Il (tele)lavoro non può prescindere dalla sostenibilità (digitale)
Questa formazione può essere supportata da sistemi di valutazione e di sorveglianza della tele-ergonomia che monitorano le abitudini posturali durante l’orario di lavoro, suggerendo azioni correttive. Anche software come registri dotati di time tracking possono garantire che il confine tra vita lavorativa e vita privata non venga superato, aiutando i dipendenti ad avere un programma di lavoro sano con un determinato numero di ore.
Questi sono solo alcuni degli esempi sull’utilità delle tecnologie nel contesto lavorativo, nel momento in cui progettazione e modalità d’uso danno senso a quello che facciamo. Infatti, se le tecnologie facciano bene o meno dipende solo da noi – banalmente il time tracking può far sentire il dipendente costantemente monitorato o sotto sorveglianza: è necessario rideterminare l’approccio che abbiamo nei confronti delle tecnologie.
Digitalizzare il lavoro significa aggiungere delle caratteristiche, ma trasformarlo digitalmente porta con sé delle azioni che producono ripercussioni non prevedibili su un altro sottosistema. Se non si è in grado di descrivere le regole del telelavoro (e di utilizzare le tecnologie in modo corretto) si corre il rischio di non essere in grado di determinare le reazioni di chi lavora. Così se il digitale può rendere la vita più complicata, presentando rischi per il benessere psico-fisico come l’impatto sul ritmo di lavoro, affaticamento degli occhi, stress, la sostenibilità digitale può far sì che questo possa declinarsi diversamente nelle nostre vite.
La sostenibilità digitale indica da un lato il ruolo delle tecnologie digitali quali strumenti per lo sviluppo di un futuro sostenibile, dall’altro la direzione da dare alla tecnologia digitale perché sia sviluppata sulla base di criteri di sostenibilità.
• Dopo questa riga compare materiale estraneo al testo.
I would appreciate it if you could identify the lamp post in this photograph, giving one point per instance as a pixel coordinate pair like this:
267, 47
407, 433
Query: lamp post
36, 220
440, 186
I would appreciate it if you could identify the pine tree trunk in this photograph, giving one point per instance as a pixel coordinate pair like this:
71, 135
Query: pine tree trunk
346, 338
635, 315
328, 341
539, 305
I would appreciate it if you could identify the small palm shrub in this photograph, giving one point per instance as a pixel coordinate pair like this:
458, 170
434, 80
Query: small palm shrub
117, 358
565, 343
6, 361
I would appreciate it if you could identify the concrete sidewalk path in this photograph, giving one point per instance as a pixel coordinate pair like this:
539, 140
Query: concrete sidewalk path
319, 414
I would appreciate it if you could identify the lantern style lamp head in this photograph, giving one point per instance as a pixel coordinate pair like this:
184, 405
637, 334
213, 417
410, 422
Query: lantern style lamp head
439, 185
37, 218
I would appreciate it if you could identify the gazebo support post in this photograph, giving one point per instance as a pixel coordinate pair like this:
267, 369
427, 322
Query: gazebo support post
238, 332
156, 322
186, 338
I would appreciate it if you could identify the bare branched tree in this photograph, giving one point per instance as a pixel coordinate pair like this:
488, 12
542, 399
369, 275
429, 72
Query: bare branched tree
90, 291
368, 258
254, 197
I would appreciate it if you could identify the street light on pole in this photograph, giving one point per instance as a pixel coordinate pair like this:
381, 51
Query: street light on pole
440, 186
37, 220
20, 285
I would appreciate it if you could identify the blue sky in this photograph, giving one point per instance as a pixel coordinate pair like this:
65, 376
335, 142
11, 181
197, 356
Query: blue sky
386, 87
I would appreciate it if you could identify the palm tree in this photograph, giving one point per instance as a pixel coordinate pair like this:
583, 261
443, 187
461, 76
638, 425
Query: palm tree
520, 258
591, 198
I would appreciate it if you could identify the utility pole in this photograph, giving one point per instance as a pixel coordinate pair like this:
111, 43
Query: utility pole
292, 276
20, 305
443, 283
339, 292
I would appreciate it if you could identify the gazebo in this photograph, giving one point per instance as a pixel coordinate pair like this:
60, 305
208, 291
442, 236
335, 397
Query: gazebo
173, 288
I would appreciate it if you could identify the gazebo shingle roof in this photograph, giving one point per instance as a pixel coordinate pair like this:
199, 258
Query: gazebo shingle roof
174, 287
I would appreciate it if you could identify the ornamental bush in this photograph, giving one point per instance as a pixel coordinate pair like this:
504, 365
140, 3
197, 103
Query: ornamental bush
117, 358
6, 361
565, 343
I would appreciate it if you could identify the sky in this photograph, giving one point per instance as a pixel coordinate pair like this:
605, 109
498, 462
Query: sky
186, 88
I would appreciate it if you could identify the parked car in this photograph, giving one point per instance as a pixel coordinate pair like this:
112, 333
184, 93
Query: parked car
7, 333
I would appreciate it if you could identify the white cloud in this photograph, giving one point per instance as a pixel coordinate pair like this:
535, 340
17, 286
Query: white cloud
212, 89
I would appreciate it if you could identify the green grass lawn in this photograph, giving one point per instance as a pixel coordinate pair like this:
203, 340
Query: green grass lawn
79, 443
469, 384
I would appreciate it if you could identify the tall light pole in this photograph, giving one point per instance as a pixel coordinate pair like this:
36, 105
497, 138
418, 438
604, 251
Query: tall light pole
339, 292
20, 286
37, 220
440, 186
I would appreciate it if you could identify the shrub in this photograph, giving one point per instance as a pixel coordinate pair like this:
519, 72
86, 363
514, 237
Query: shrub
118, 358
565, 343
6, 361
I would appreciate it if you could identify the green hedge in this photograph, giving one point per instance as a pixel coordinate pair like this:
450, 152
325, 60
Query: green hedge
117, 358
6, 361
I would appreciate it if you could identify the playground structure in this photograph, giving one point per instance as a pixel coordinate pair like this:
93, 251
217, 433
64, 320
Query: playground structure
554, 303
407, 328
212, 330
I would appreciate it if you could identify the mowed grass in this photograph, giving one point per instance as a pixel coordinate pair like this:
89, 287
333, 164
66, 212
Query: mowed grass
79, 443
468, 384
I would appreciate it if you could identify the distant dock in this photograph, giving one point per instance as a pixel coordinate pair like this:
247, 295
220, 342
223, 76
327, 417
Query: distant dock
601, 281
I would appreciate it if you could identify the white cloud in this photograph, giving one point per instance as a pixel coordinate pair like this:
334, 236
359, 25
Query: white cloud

In questo senso le linee guida e le best practise che la scheda tecnica dell’OMS fornisce sono la dimostrazione di come spesso pur non facendo riferimento in maniera diretta alla sostenibilità digitale, la si metta al centro come approccio per affrontare quel futuro prossimo già divenuto presente.
Inoltre, l’applicazione Ergonomics Checkpoints sviluppata dall’International Labour Office (ILO) è un ulteriore esempio di come la tecnologia diventa strumento di sostenibilità digitale: attraverso la creazione di liste di checkpoint interattive per l’ergonomia, gli utenti ricevono delle raccomandazioni su quali siano le pratiche migliori da adottare per migliorare la propria postura mentre si lavora.
Una tecnologia per sostenere – letteralmente – i lavoratori. Solo secondo questo modello interpretativo si possono costruire modelli economici e sociali sostenibili. Per farlo però, bisogna avere un’idea della società che si contribuirà a sviluppare:
“Pertanto, è importante organizzare il telelavoro in modo da soddisfare le esigenze sia dei lavoratori che dell’organizzazione; ciò richiede un focus sul processo o sui risultati”
Interrogandosi su quali siano i comportamenti e i fattori di rischio per la salute fisica e mentale al fine di proteggere tutti i lavoratori (sostenibilità sociale), quindi, ci si sta chiedendo cosa diventino le cose quando vengono digitalizzate (sostenibilità digitale): dimostrando che non esiste un solo modo di guardare al problema.